Case Presentation: Introduction: We report a case of acute kidney injury (AKI) secondary to heme-induced nephropathy requiring hemodialysis, following percutaneous mechanical thrombectomy using AngioJetTM.
Case Report: A 63 years-old African-American female with prior history of deep vein thrombosis (DVT) who was on treatment with apixaban, presented to the emergency room with acute-onset left leg pain and swelling starting 4 days prior to admission. Her past history was significant for recurrent DVTs, pulmonary embolism, diabetes mellitus and hypertension.

Physical examination at admission was normal except left leg swelling, erythema and tenderness of the calf muscles. Peripheral pulses were palpable. A venous duplex ultrasound revealed extensive thrombosis of the left saphenous and femoral veins. A computerized tomographic angiogram showed proximal extension of the thrombus into the inferior vena cava. Intravenous heparin was started and she underwent catheter-induced pharmacologic thrombolysis along with AngioJet thrombectomy. A post-procedure intravascular ultrasound confirmed vessel patency. Intravenous fluids (IVF) were continued postoperatively.

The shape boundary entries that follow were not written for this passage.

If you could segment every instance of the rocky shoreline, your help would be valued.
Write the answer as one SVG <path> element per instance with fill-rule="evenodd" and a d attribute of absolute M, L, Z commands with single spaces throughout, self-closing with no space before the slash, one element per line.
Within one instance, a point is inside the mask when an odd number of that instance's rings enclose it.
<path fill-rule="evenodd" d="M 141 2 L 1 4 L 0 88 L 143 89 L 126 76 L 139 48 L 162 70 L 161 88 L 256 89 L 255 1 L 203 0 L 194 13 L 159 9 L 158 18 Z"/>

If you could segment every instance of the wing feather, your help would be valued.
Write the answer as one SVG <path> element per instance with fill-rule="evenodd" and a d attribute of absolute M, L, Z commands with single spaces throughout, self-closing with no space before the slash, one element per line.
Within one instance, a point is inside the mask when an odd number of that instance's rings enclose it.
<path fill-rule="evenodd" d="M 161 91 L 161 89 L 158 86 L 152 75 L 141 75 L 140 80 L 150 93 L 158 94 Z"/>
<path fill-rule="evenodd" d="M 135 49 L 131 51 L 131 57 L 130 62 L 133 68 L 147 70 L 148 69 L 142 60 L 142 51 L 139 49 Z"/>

Between 24 to 48 hours post-thrombectomy, the patient suddenly became anuric despite a positive fluid balance. Serum creatinine increased from 0.7 to 2.5 mg/dl. Other serum chemistry showed a drop in hemoglobin from 10.7 to 9.1 g/dl, increased transaminases (AST 330 U/L, ALT 110 U/L, both previously normal), mild indirect hyperbilirubinemia, elevated lactate dehydrogenase (643 U/L) and normal creatine phosphokinase. A urinalysis showed no casts but dipstick test showed ‘3+’ blood without any red blood cells. Urine myoglobin and eosinophils were negative. Fractional excretion of sodium was 3%, consistent with tubular pathology. Renal doppler ultrasound showed no evidence of urinary tract obstruction, renal vascular compromise or parenchymal injury. No other etiology was found to explain the sudden oliguric AKI. A diagnosis of heme pigment nephropathy was made. Renal biopsy was not attempted in this anticoagulated patient.
Supportive therapy with IVF and electrolyte correction was started, however she remained oliguric and became progressively volume overloaded with a rising creatinine. Hemodialysis was started and she underwent 5 sessions. Spontaneous urine output was gradually noted. Serum creatinine improved, from a peak of 6.1 down to 2.4 mg/dl at discharge on the 16th postoperative day.

Discussion: Discussion: Heme pigment nephropathy is characterized by the abrupt loss of renal function due to nephrotoxicity of the endogenous heme-based pigments. Heme nephropathy from mechanical thrombectomy remains under-appreciated but can be associated with significant morbidity. Further research is needed to accurately risk-stratify the patients, as well as to identify interventions to reduce the risk of heme nephropathy after mechanical thrombectomy.

Conclusions: Internists should be aware of this condition as an early and aggressive approach such as maintaining the intravascular volume and favourable hemodynamics, preventing anemia and sepsis, and avoidance of other nephrotoxins will limit the progressive renal damage.